Staying with the ‘does this feature make sense’ theme, this article from Hubspot looks at when is the right time to retire features. This is a blow by blow account of why most organizations never look at retiring features and how as product people we can raise awareness around the mindset that some things have seen their time. One big takeaway is that when we’re considering a feature as a team we often underestimate or completely fail to consider what it’s going to take to maintain the feature in the future. We have a rule in our house around buying new things and bringing them into the household, if you want to bring something in, like a new basketball net, something has to go, like the old scooter that no one uses anymore. This might be extreme when considering optimal feature set but it’s one way to make sure we’re not becoming a product where 98% of our user-base only use 10% of our features.
I like this article from Sachin Rekhi because it’s filled with good actionable advice, something I’m always looking for, and it mirrors a lot of the same practices that I’ve developed myself. Like most product people Rakhi and I both use a process of Discovery to learn what we we want to learn about next. There’s so much content out there and there’s so much to know in the product role, you need a way to find and catalog it for later. Once you have it all organized you need to consume it and being organized about your consumption aids retention. I agree with his point that reading it is not necessarily understanding it and to do this you need to feed it back in some way. Feeding it back can take a couple different forms or in Rakhi’s case all three. Share what you’ve learned with your peers and network and discuss it on social media. The best way to internalize something is to form an opinion and write about it.

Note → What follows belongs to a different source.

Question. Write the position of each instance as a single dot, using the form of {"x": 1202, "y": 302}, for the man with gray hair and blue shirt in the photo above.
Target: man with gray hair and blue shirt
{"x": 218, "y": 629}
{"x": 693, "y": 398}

From their podcast to their blog to their social accounts I consume a lot of content from Intercom and Des Traynor is one of my favourite contributors. In this article Des talks about the biggest R, retention. If you can solve the retention issue you can likely solve the referral and revenue issues. The only way to build a sustainable business is having repeat customers, that’s as true in the restaurant business as it is in the web business. Here Des talks about onboarding as the big first step in retention and as your product grows so too does your onboarding process. Don’t ever stop making your product easier to start using.